Minor gripes aside, Furi is still an incredibly fun boss rush game. It focuses on intense, long-form encounters that take on multiple stages of combat. Some of these are close quarters matchups, others turn into bullet-ridden chaos, but the majority of them are captivating duels to the death. Even the run up (sorry, walk up) to each fight is designed to get you pumped, like a boxer walking to ring for his next challenge. All in all, I’m very impressed, even if I never quite master it.
Wasteland 2: Director’s Cut
One of the great things about games is how they put a mirror up to your face and show you the type of person you are. Maybe you’ll discover you value vengeance over pragmatism, or mischief over morality. Or maybe, you’ll be like me in Wasteland 2 and find out you’re the kind of person who will ALWAYS press a big red button, even when there’s a sign saying not to. Even when said button is on an atomic bomb. Roll credits.
Premature ending notwithstanding, I’ve quite enjoyed my time with Wasteland 2. For years I’ve wanted two things from the Fallout games: a less goofy world, and the ability to control all my characters. Wasteland 2 might fail rather spectacularly on the first (screaming goats, anyone?), but the squad-based combat is solid, and very challenging. It feels like they took everything I liked about Fallout: Tactics (ok, the only thing I liked) and combined it with everything that made Fallout 2 great.
Now if you’ll excuse me, I’m going to go blow up some monks.
This game’s had pretty polarising critiques since its release in late-June – described, for better or worse, as a wannabe Mass Effect. What I can say is that even though there is quite a bit wrong with The Technomancer – notably from a technical standpoint – I find myself enjoying it more and more with each passing session. I’ve now soaked enough hours into the game that I can look past the protagonist’s questionable monotone voice-acting as well as the actual lack of significance given to the role-playing mechanics – despite being labelled as an RPG.

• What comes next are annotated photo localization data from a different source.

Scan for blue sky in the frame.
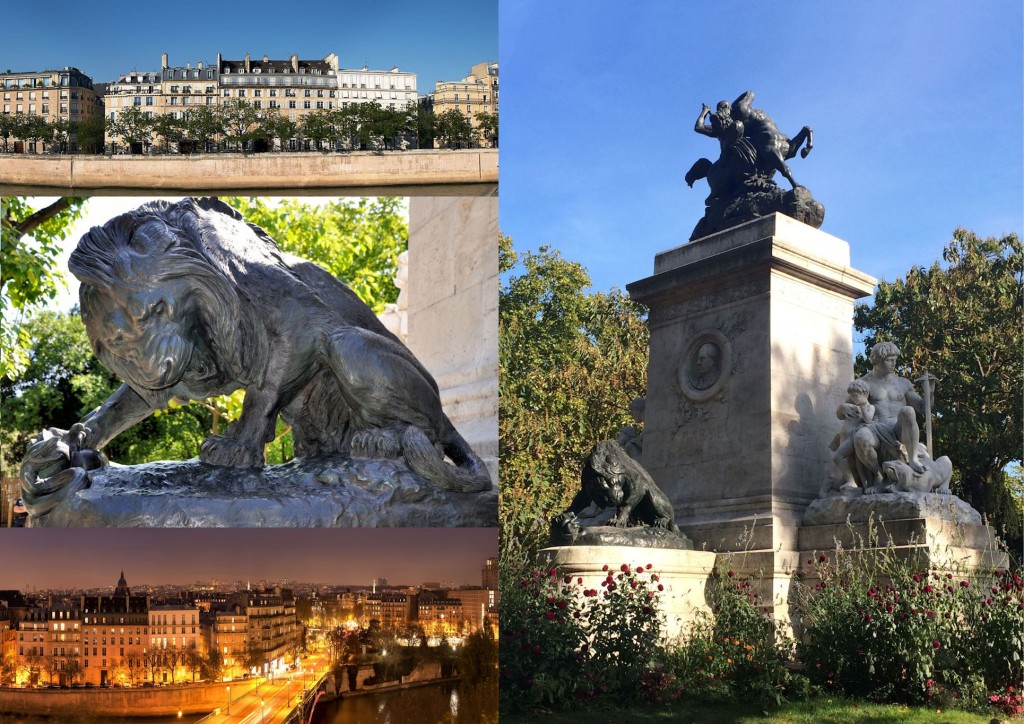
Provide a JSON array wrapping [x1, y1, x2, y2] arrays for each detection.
[[500, 1, 1023, 293], [1, 0, 495, 89]]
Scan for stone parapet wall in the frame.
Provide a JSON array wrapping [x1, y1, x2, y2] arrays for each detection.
[[0, 149, 498, 192], [0, 679, 259, 717]]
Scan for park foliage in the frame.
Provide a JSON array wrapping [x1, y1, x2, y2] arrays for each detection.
[[1, 197, 85, 379], [853, 229, 1023, 553], [499, 235, 649, 557], [500, 541, 1023, 718]]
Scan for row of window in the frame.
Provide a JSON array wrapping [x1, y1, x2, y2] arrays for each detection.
[[223, 66, 329, 75], [3, 91, 77, 101], [1, 77, 86, 88], [2, 104, 77, 114]]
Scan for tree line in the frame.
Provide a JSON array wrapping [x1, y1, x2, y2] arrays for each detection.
[[0, 103, 497, 155]]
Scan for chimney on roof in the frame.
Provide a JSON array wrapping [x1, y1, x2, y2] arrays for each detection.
[[263, 54, 269, 62], [217, 52, 222, 69], [161, 53, 168, 69], [290, 54, 299, 73], [244, 53, 250, 73], [198, 61, 203, 70]]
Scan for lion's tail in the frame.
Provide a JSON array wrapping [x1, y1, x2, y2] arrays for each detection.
[[401, 425, 492, 494]]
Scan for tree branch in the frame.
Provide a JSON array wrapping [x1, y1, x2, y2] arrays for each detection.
[[13, 198, 76, 239]]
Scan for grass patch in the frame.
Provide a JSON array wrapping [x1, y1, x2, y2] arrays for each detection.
[[499, 697, 996, 723]]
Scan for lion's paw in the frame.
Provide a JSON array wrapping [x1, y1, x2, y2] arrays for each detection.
[[350, 427, 404, 460], [200, 435, 265, 469]]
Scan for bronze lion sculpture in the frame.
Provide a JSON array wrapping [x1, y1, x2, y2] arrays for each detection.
[[557, 439, 680, 531], [21, 197, 490, 499]]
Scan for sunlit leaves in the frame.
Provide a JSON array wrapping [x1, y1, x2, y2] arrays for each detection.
[[854, 229, 1023, 545], [500, 237, 649, 556]]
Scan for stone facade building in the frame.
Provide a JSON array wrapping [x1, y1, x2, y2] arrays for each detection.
[[0, 66, 101, 152], [103, 52, 417, 151], [431, 61, 498, 124], [4, 574, 300, 687]]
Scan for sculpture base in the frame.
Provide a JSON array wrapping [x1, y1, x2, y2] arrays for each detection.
[[26, 455, 497, 528], [551, 524, 694, 549], [800, 493, 1006, 572], [541, 545, 717, 642], [690, 185, 824, 241], [802, 491, 983, 527]]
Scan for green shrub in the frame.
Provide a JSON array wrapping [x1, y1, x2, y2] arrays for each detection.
[[655, 567, 807, 706], [498, 561, 662, 713], [797, 545, 1024, 710]]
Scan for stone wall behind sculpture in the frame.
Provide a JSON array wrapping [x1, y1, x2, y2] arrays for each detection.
[[407, 197, 499, 486]]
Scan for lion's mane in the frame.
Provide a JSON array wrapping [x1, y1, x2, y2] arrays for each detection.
[[69, 198, 275, 392]]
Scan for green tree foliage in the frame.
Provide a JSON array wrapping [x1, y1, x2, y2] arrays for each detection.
[[0, 113, 20, 152], [1, 197, 85, 378], [109, 107, 152, 151], [499, 236, 650, 558], [853, 229, 1023, 547], [75, 114, 106, 154], [223, 197, 407, 314], [220, 100, 261, 153], [151, 113, 185, 153], [259, 109, 298, 151], [48, 118, 75, 153], [474, 112, 498, 148], [435, 109, 473, 149], [301, 108, 339, 151], [0, 309, 211, 474], [182, 106, 223, 152]]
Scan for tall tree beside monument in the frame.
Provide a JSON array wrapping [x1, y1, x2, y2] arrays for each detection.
[[853, 229, 1023, 550]]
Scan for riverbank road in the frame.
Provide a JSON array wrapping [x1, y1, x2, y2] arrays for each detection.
[[201, 653, 330, 724]]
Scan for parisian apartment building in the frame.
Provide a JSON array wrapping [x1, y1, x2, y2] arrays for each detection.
[[430, 61, 499, 127], [0, 66, 102, 152], [0, 572, 301, 687], [1, 52, 419, 153]]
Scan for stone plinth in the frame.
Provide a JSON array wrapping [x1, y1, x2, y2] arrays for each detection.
[[800, 492, 1008, 572], [541, 545, 717, 642], [408, 197, 498, 487], [25, 455, 497, 528], [626, 214, 876, 622]]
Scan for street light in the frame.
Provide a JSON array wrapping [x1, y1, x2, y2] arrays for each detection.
[[226, 684, 231, 715], [260, 697, 265, 724]]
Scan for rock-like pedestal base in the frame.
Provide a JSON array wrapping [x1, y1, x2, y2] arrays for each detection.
[[541, 545, 717, 642], [26, 455, 497, 528], [800, 492, 1007, 572]]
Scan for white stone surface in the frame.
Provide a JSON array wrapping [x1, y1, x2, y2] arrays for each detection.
[[628, 214, 876, 552], [407, 197, 498, 487], [627, 214, 876, 628], [542, 545, 718, 643], [377, 250, 408, 342]]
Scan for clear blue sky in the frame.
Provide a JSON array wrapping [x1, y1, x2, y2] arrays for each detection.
[[1, 0, 495, 89], [500, 1, 1023, 293]]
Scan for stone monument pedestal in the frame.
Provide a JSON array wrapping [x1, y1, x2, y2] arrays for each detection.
[[627, 214, 877, 623], [541, 545, 717, 642], [799, 492, 1008, 573]]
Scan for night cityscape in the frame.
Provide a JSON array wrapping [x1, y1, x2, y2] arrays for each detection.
[[0, 529, 498, 722]]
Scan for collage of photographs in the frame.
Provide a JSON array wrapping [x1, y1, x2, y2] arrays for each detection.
[[0, 2, 1021, 723]]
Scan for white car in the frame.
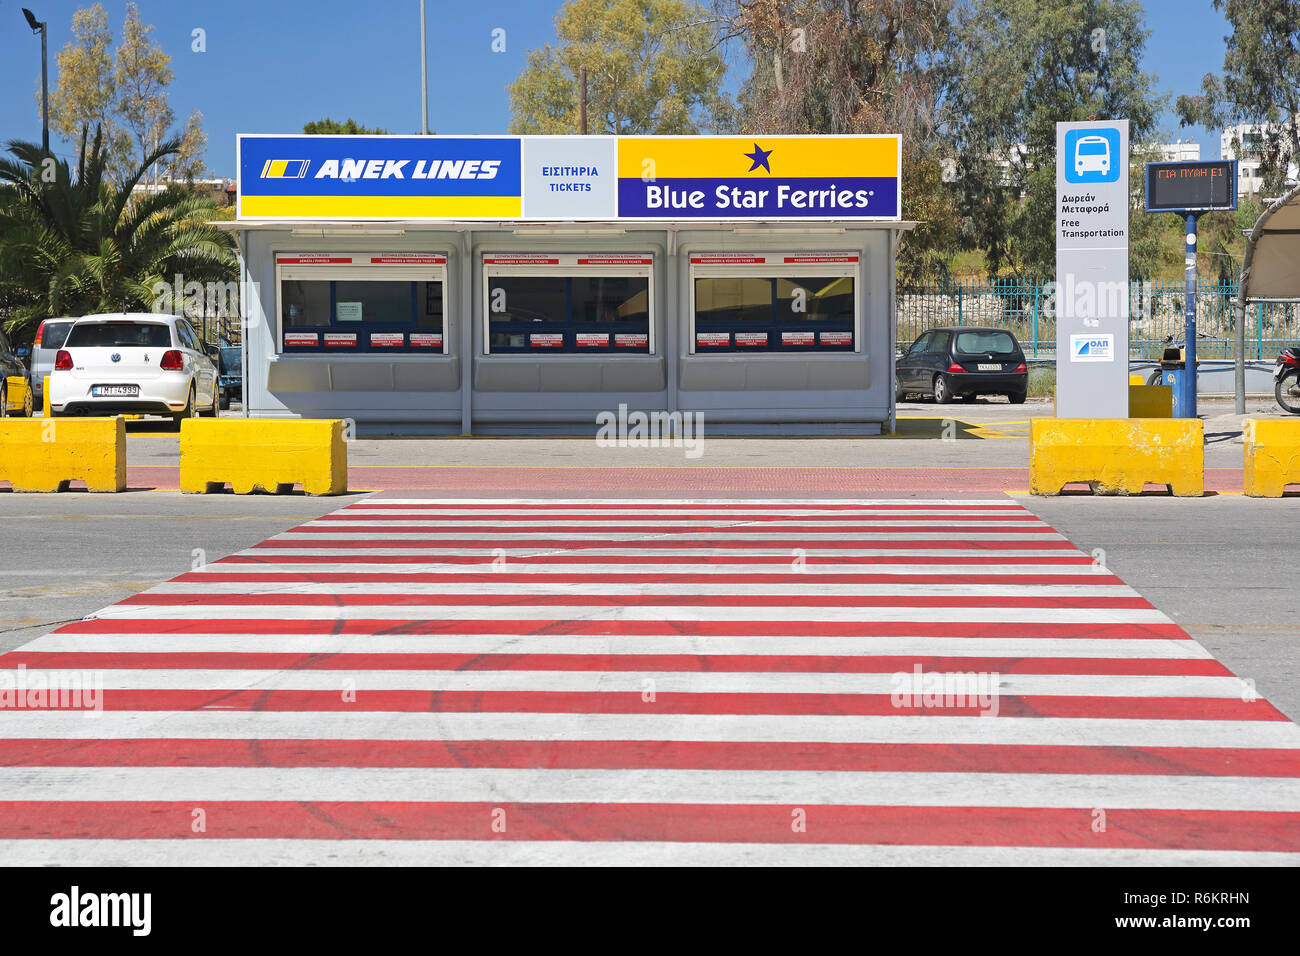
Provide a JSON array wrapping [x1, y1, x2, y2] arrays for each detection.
[[48, 313, 219, 426]]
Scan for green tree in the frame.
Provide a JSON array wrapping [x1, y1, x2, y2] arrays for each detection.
[[945, 0, 1162, 278], [509, 0, 731, 134], [0, 127, 236, 340], [714, 1, 959, 280], [45, 3, 204, 186], [302, 118, 390, 135], [1176, 1, 1300, 195]]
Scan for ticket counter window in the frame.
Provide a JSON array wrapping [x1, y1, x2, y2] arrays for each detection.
[[275, 253, 448, 353], [484, 254, 653, 353], [689, 253, 858, 352]]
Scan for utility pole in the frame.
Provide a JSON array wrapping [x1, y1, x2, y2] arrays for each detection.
[[419, 0, 429, 134], [22, 8, 48, 155], [579, 66, 588, 135]]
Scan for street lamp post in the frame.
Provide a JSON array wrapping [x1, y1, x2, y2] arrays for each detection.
[[419, 0, 429, 135], [22, 8, 49, 156]]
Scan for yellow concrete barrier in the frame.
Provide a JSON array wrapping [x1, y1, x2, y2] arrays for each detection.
[[42, 376, 50, 418], [1243, 418, 1300, 497], [1129, 384, 1172, 418], [180, 418, 347, 495], [1128, 373, 1146, 386], [1030, 418, 1204, 496], [0, 417, 126, 492]]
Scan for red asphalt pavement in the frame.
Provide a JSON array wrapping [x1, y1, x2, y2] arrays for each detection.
[[119, 465, 1249, 495]]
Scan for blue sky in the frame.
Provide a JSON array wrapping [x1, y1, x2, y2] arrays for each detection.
[[0, 0, 1232, 178]]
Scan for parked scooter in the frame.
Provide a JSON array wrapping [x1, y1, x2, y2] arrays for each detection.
[[1275, 347, 1300, 414]]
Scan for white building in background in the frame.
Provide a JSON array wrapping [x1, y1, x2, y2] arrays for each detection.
[[1222, 121, 1299, 197], [1154, 140, 1200, 162]]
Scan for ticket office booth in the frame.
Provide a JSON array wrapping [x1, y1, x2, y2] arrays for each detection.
[[234, 222, 899, 433]]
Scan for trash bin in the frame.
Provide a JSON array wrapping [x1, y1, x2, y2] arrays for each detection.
[[1159, 347, 1192, 417]]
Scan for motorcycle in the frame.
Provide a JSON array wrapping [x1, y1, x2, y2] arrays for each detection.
[[1275, 347, 1300, 414]]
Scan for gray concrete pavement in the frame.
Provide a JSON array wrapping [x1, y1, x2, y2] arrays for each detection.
[[0, 493, 370, 654]]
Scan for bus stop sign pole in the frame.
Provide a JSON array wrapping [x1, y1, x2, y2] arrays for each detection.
[[1183, 212, 1199, 419]]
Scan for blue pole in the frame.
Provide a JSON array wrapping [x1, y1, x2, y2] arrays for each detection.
[[1183, 214, 1199, 418]]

But there are positives to the game amongst so much criticism. I’ve just completed the first stanza in The Technomancer and its plot is driving the game’s enjoyment quite effortlessly. There are strong political undertones to The Technomancer, which was something I wasn’t expecting, and the backdrop of a late-21st Century Mars settlement is out of the ordinary when it comes to science fiction in video games.
Of course, the kicker of The Technomancer is being able to wield a pseudo-lightsaber and using it effectively with the game’s sprawling skill trees and manageable combat system; this is as close as I’ve been to a Jedi without playing Star Wars. No doubt The Technomancer is an acquired taste but, so far, I’m digging it.